Why are most fantasy kingdoms ruled organized as kingdoms? And what even is a kingdom and how does it work? As part of my ongoing world-building, I find myself asking this question often.
First, let’s establish what a Kingdom is. Simply, it is a region or nation ruled by a monarch, usually titled as King or Queen, but Emperor, Sultan, Khan, Kaiser, and many other terms fit this moniker. This individual typically rules with unlimited power, able to make or unmake laws at will. They rule through a feudal system where smaller landowners form a noble class, owing allegiance to the King. This system is so common in fantasy worlds because it was incredibly common in our own history. The hereditary rule goes back as far as the Egyptian Pharos, and the Kingdoms of Ancient Greece. The Romans, before founding the Republic, were ruled by a king who was so hated that when Caesar Augustus took power, he invented the title of Imperator to avoid using the title of king.

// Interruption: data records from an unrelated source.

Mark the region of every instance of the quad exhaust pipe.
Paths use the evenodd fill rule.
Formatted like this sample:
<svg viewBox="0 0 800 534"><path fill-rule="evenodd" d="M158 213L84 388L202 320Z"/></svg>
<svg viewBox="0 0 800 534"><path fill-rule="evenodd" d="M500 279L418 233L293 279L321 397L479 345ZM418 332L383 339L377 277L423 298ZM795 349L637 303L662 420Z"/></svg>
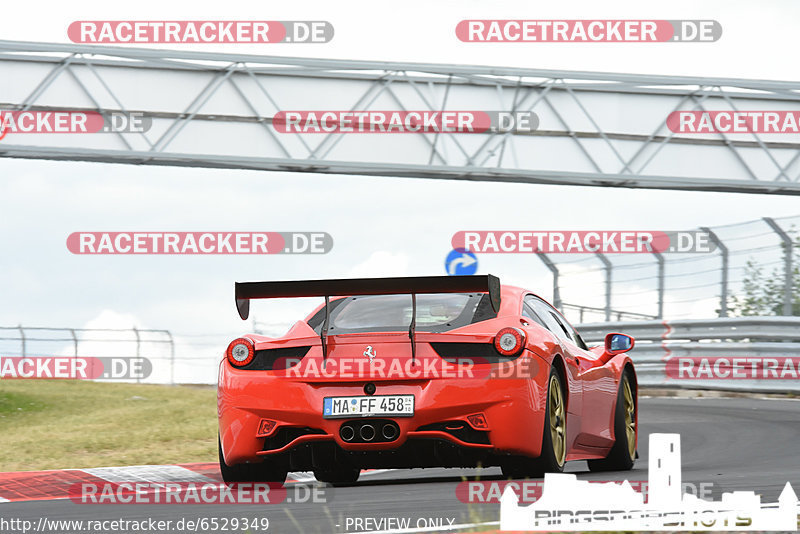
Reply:
<svg viewBox="0 0 800 534"><path fill-rule="evenodd" d="M358 435L361 436L361 439L364 441L372 441L375 439L375 427L370 425L369 423L366 425L361 425L361 430L358 431Z"/></svg>
<svg viewBox="0 0 800 534"><path fill-rule="evenodd" d="M383 435L383 439L386 441L394 441L394 438L397 437L397 434L400 433L400 429L397 428L397 425L394 423L386 423L383 425L381 429L381 434Z"/></svg>
<svg viewBox="0 0 800 534"><path fill-rule="evenodd" d="M356 429L353 428L353 425L342 425L342 428L339 429L339 435L344 441L353 441L356 437Z"/></svg>
<svg viewBox="0 0 800 534"><path fill-rule="evenodd" d="M347 443L386 443L400 436L400 427L394 421L347 421L339 427L339 436Z"/></svg>

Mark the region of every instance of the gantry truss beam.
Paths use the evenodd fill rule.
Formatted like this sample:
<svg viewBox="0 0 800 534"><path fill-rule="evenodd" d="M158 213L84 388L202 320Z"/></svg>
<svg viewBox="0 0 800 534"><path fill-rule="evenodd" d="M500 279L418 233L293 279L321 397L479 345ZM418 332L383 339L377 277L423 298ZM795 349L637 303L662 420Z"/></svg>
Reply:
<svg viewBox="0 0 800 534"><path fill-rule="evenodd" d="M800 135L675 133L673 111L800 113L800 83L0 41L0 111L140 113L143 133L22 134L0 156L800 194ZM533 111L532 132L281 133L279 111Z"/></svg>

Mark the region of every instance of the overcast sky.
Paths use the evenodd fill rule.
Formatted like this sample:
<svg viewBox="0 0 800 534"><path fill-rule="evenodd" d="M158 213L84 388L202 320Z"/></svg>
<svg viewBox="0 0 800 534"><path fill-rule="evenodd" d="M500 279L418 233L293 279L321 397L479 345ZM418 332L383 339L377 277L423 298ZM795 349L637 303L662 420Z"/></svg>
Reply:
<svg viewBox="0 0 800 534"><path fill-rule="evenodd" d="M792 1L39 2L0 17L6 40L68 42L74 20L327 20L323 45L201 45L281 56L507 65L533 68L798 80L800 4ZM46 17L43 14L46 13ZM8 15L8 13L6 14ZM704 44L468 44L466 18L716 19ZM174 48L174 46L172 46ZM2 74L0 74L2 77ZM13 83L13 81L6 81ZM613 208L612 208L613 206ZM621 208L620 208L621 207ZM254 171L0 159L0 326L116 326L179 335L246 330L235 280L445 274L458 230L665 229L800 214L796 197L464 183ZM87 230L326 231L324 256L76 256L66 236ZM551 297L530 256L481 257L480 272ZM586 278L580 290L599 283ZM574 289L574 288L573 288ZM596 289L591 291L594 295ZM570 301L580 292L570 293ZM711 297L713 291L705 295ZM643 295L652 299L652 294ZM597 305L598 298L586 302ZM308 303L259 303L256 319L287 322ZM713 313L713 298L681 312ZM244 330L243 330L244 329ZM216 340L216 338L215 338ZM215 341L216 342L216 341ZM220 347L221 350L222 347ZM204 350L209 350L208 347Z"/></svg>

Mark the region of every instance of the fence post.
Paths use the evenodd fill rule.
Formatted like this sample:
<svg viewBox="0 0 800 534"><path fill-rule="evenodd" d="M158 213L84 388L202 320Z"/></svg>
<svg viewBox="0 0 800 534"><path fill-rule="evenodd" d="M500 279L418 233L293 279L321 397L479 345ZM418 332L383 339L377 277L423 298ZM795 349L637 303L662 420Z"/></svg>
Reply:
<svg viewBox="0 0 800 534"><path fill-rule="evenodd" d="M70 328L69 333L72 334L72 359L78 359L78 336L75 334L75 329Z"/></svg>
<svg viewBox="0 0 800 534"><path fill-rule="evenodd" d="M78 359L78 336L75 334L74 328L70 328L69 333L72 334L72 370L74 371L75 361ZM94 373L92 375L94 376ZM73 376L72 378L77 378L77 377Z"/></svg>
<svg viewBox="0 0 800 534"><path fill-rule="evenodd" d="M771 217L764 222L783 240L783 314L792 315L792 238Z"/></svg>
<svg viewBox="0 0 800 534"><path fill-rule="evenodd" d="M175 340L172 339L172 332L165 330L169 338L169 383L175 385Z"/></svg>
<svg viewBox="0 0 800 534"><path fill-rule="evenodd" d="M728 316L728 247L725 243L711 231L707 226L701 226L700 230L708 234L709 239L717 245L720 254L722 254L722 279L720 281L720 296L719 296L719 316Z"/></svg>
<svg viewBox="0 0 800 534"><path fill-rule="evenodd" d="M600 261L603 262L606 270L606 321L611 320L611 269L612 265L608 258L600 252L595 252Z"/></svg>
<svg viewBox="0 0 800 534"><path fill-rule="evenodd" d="M22 325L17 325L19 329L19 340L22 343L22 357L27 358L27 347L25 346L25 329L22 328Z"/></svg>
<svg viewBox="0 0 800 534"><path fill-rule="evenodd" d="M542 263L544 263L547 268L550 269L550 272L553 273L553 306L556 309L561 310L561 292L558 289L558 267L556 267L556 264L547 257L547 254L540 252L539 259L541 259Z"/></svg>
<svg viewBox="0 0 800 534"><path fill-rule="evenodd" d="M658 314L659 319L664 318L664 256L657 250L652 251L658 262Z"/></svg>
<svg viewBox="0 0 800 534"><path fill-rule="evenodd" d="M133 327L133 333L136 334L136 359L138 360L141 355L142 342L141 338L139 337L139 330L136 328L136 326ZM141 381L142 379L137 376L136 383L138 384Z"/></svg>

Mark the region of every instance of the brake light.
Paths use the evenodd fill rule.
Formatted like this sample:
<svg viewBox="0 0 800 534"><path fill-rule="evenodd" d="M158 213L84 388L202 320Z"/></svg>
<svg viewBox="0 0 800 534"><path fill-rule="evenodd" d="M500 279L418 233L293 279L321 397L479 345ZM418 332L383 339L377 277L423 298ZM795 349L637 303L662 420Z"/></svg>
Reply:
<svg viewBox="0 0 800 534"><path fill-rule="evenodd" d="M225 351L228 361L234 367L244 367L253 361L256 355L256 347L253 342L246 337L240 337L231 341L228 350Z"/></svg>
<svg viewBox="0 0 800 534"><path fill-rule="evenodd" d="M467 421L475 430L488 430L489 423L486 422L486 416L482 413L475 413L467 416Z"/></svg>
<svg viewBox="0 0 800 534"><path fill-rule="evenodd" d="M525 332L519 328L503 328L494 336L494 348L503 356L516 356L525 346Z"/></svg>

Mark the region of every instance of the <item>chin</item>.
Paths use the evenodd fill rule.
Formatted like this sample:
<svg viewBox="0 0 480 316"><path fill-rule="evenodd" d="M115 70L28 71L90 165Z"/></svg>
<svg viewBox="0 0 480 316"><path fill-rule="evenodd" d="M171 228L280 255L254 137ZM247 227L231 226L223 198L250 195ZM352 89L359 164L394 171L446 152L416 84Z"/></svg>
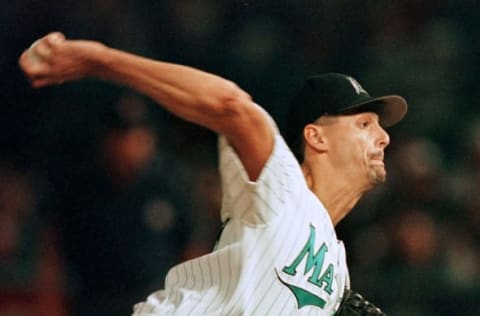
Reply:
<svg viewBox="0 0 480 316"><path fill-rule="evenodd" d="M384 183L387 180L387 173L383 168L382 170L374 168L370 172L370 179L374 185Z"/></svg>
<svg viewBox="0 0 480 316"><path fill-rule="evenodd" d="M374 183L375 184L381 184L381 183L384 183L386 180L387 180L387 176L385 174L383 174L381 176L375 177Z"/></svg>

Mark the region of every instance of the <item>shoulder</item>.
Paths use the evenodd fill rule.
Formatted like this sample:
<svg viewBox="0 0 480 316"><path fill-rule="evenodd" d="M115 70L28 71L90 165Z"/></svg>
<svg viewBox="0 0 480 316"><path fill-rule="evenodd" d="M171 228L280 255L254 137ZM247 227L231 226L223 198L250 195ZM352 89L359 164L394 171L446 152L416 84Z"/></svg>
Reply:
<svg viewBox="0 0 480 316"><path fill-rule="evenodd" d="M249 206L249 212L240 212L258 217L250 218L249 223L266 223L272 215L285 213L301 199L302 192L308 190L299 164L279 133L274 135L271 153L255 180L249 179L236 150L225 136L219 138L219 151L224 211L231 213ZM238 201L242 205L237 205ZM222 218L226 217L228 214L222 212Z"/></svg>
<svg viewBox="0 0 480 316"><path fill-rule="evenodd" d="M247 108L248 114L232 122L224 136L242 162L249 180L256 181L272 154L278 128L258 104L252 102Z"/></svg>

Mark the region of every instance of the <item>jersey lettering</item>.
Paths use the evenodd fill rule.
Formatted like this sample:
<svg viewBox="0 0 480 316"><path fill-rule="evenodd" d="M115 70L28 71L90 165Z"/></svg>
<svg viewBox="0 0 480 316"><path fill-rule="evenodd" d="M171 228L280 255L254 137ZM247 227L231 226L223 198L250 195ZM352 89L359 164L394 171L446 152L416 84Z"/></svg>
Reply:
<svg viewBox="0 0 480 316"><path fill-rule="evenodd" d="M293 260L293 262L289 266L286 266L282 269L282 272L290 276L295 276L297 274L298 266L306 258L303 275L307 275L313 269L312 274L308 278L308 282L319 288L322 288L328 295L331 295L333 293L332 285L335 274L334 266L330 263L325 271L321 273L325 261L325 254L328 252L328 247L325 243L322 243L320 248L315 252L315 236L315 227L310 224L310 236L305 243L305 246L302 248L298 256ZM306 305L314 305L321 308L325 306L325 301L317 295L298 286L288 284L282 280L279 275L278 278L293 292L295 298L297 299L299 308Z"/></svg>

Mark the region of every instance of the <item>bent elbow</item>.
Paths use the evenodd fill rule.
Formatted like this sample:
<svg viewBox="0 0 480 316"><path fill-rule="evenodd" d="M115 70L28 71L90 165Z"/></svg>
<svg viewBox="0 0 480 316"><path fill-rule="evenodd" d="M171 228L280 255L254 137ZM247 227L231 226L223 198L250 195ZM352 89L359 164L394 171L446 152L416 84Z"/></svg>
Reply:
<svg viewBox="0 0 480 316"><path fill-rule="evenodd" d="M234 82L223 80L208 87L193 101L196 106L190 120L216 133L230 135L240 126L251 125L257 106L252 97Z"/></svg>
<svg viewBox="0 0 480 316"><path fill-rule="evenodd" d="M232 81L227 81L215 98L210 98L211 115L219 119L237 117L252 103L252 97Z"/></svg>
<svg viewBox="0 0 480 316"><path fill-rule="evenodd" d="M252 102L250 94L242 90L237 84L230 81L229 86L222 102L226 107L226 111L238 111L242 109L242 106Z"/></svg>

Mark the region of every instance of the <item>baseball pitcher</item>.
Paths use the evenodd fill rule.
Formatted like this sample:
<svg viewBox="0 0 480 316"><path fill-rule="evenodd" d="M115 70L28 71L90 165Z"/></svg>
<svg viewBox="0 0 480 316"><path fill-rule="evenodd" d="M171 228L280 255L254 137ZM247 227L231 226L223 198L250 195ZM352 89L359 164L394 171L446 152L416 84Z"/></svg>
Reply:
<svg viewBox="0 0 480 316"><path fill-rule="evenodd" d="M407 111L352 77L308 78L283 135L233 82L51 33L19 60L35 88L94 77L135 89L219 135L224 229L211 253L174 266L133 315L385 315L351 290L335 225L385 181L384 128Z"/></svg>

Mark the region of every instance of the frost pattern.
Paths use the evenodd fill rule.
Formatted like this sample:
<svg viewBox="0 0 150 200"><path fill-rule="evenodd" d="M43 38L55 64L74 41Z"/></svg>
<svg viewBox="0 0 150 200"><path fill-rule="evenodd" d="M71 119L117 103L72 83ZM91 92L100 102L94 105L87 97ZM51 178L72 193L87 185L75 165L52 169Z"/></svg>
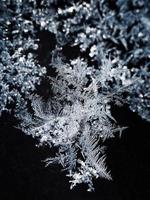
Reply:
<svg viewBox="0 0 150 200"><path fill-rule="evenodd" d="M71 188L87 183L91 191L93 178L111 179L104 141L124 129L111 115L113 103L125 101L150 121L147 5L148 0L1 0L0 115L13 111L25 133L56 148L46 163L61 164ZM42 31L56 39L46 64L37 59ZM79 52L68 58L66 47ZM35 95L45 79L52 91L48 101Z"/></svg>

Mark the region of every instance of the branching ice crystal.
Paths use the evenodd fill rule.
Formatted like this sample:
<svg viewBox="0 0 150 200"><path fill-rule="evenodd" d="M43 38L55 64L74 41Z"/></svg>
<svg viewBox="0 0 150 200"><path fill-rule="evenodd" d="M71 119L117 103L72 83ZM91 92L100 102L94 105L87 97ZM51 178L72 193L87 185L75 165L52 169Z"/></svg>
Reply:
<svg viewBox="0 0 150 200"><path fill-rule="evenodd" d="M121 133L124 127L119 127L111 115L110 102L121 101L119 94L132 79L123 78L127 68L120 70L105 57L98 69L88 67L79 58L66 65L58 62L54 67L57 75L50 77L53 97L46 103L34 96L33 115L20 114L21 127L39 138L40 145L57 147L56 157L46 162L65 168L72 179L71 188L87 183L90 191L93 178L111 179L105 166L103 142Z"/></svg>

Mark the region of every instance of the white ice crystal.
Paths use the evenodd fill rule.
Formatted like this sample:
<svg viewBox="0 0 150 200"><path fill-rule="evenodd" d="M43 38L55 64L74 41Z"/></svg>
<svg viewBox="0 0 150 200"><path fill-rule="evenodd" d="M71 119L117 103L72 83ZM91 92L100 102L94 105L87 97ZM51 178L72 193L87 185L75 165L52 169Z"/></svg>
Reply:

Famous fantasy kingdoms following this format include the Kingdom of Gondor from Lord of the Rings (with some exceptions, I’ll get back to this), the Seven Kingdoms from Game of Thrones, and even the Kingdom of Narnia.
The Kingdom of Gondor is in an odd situation by the time the Lord of the Rings focuses on it. The King was killed after the War of the Ring, and a Steward has been reigning in the missing King’s place. Often this sort of Regency is put in place if the ruler is gone, either traveling or deceased, until their heir can take power. Going back to Game of Thrones, Cerci serves as “Queen Regent” on behalf of her children until they assumed the throne. In Gondor’s case, the regency was ongoing because the royal bloodline was assumed to be wiped out. Essentially, this just replaces the person in charge of the kingdom for whatever time it takes for a new person to take power.
An interesting alternative to the hereditary monarch is an elected one. In the Polish-Lithuanian Commonwealth of the late Middle Ages, a conclave of landowning nobles voted on a monarch, who ruled for life. But rather than their child assuming the throne on their passing, the conclave would gather and elect a new monarch. This is similar to the proposition made by Tyrion Lannister at the end of the Game of Thrones tv series, where the leading nobles of the Six Kingdoms elect a High King. While a great way to introduce democracy into a hierarchical monarchy, this system often led to infighting as there is no clear line of succession, and nothing stopping nobles from… disputing… the results.
These are just a few of the many ways to differentiate yet another fantasy kingdom in your setting. There are myriad other forms of governance from the Middle Ages and the times that fantasy draws inspiration from, so feel free to mix it up!